I used to have a friend who weighed between 170 - 190 pounds and she always got the most AMAZING guys to date her... like some of them were studying to be doctors, some of them worked in corporate finance... a lot of the were 6 feet tall or higher, with about 8% body fat or otherwise skinny in some other way, many of them were lawyers etc... and I was always shocked that she was able to get such amazing guys to date her...
I told my friend last week that I volunteered at a party for disabled people and I had 6 guys hit on me in one night and she accused me of lying... like I don't think I'd be able to attract 6 corporate lawyers in one day but these guys are disabled so they are more interested and available than the millionaires or supermodels...
Why did I underestimate my friend whose married to a 6"4 lawyer right now and why did my friend underestimate me?
What do I have that she doesn't realize?
And what did my 190 pound friend have that I didn't realize?
Guys enjoy a beautiful girl, no doubt about that, but a guy's definition of beauty will be all over the map (every guy is different), and not nearly as narrow as you assume. But personality is far more important; as long as he isn't totally turned off by the girl's looks/appearance, then personality is the main thing he's going to use to decide to persue her or not.

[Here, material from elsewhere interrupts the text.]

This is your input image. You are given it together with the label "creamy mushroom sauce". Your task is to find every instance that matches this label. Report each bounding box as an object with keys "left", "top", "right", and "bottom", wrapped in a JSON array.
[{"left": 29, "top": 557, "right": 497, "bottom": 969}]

Girls get so caught up on external appearences that they forget that anything else is important, both for themselves, and for their friends.
it's question like these that make me realize just how shallow girls can be. weight, height and status are not the only three things that are important in life. true friendship is much more important, although it doesn't sound like you guys have that. what is it, jealousy? a competition to see which of you is the most attractive?
You're too focused on the physical(imperfect) qualities of your friend so much to the point that you can't even see the real reason why these men are drawn to her. Maybe she has something personality wise that can't be seen with the eyes. Maybe it takes someone who isn't judgmental of her right off the bat to see it. MAYBE it takes someone actually liking/loving this woman for who she is in order to see it.
MAYBE the reason why you can't attract these types of men is the same reason that is permeating from this question. MAYBE it takes more of looking inward within your self rather than outward judging others.